New Hampshire’s cigarette tax is the lowest in the region at $1.33 a pack. Raising cigarette taxes has been proven to be one of the most effective policies to discourage youth from smoking.

“Young people are particularly sensitive to the cost of tobacco products, so when we raise the tax substantially, fewer kids will start smoking, and fewer kids will get hooked. For many young people, higher prices could make a difference between addiction and a life free of tobacco-related disease," stated Nancy Pederzini, American Heart Association.

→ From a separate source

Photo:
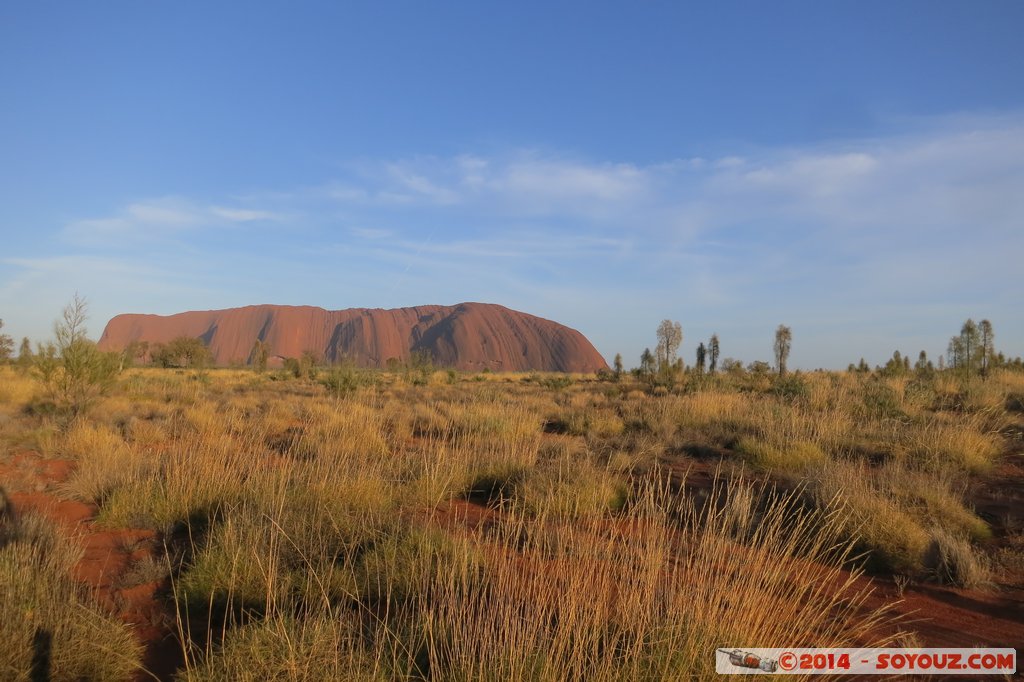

"At a time when the state is looking to re-evaluate how to better serve the citizens of New Hampshire, investing in tobacco prevention will help us make the change to preventing disease rather than just paying for treatment. Clearly, the voters of New Hampshire know a good deal when they see one,” said Peter Ames, director of government relations and advocacy for the American Cancer Society.


New Hampshire currently receives over $230 million annually from the cigarette tax and Master Settlement Agreement, but ironically, none of that tobacco-related revenue is spent to keep kids from smoking or to help smokers who want to quit. New Hampshire allocated $4 million for tobacco prevention programming in the previous budget under the New Hampshire Cancer Plan, but those funds were eliminated by Governor Lynch in 2008. New Hampshire ranks dead last among all states in its funding provided to tobacco prevention.


Organizations supporting the tax increase and tobacco prevention funding include the American Lung Association, March of Dimes, NH Public Health Association, American Heart Association, American Cancer Society, the Campaign for Tobacco-Free Kids, and the American Cancer Society Cancer Action Network.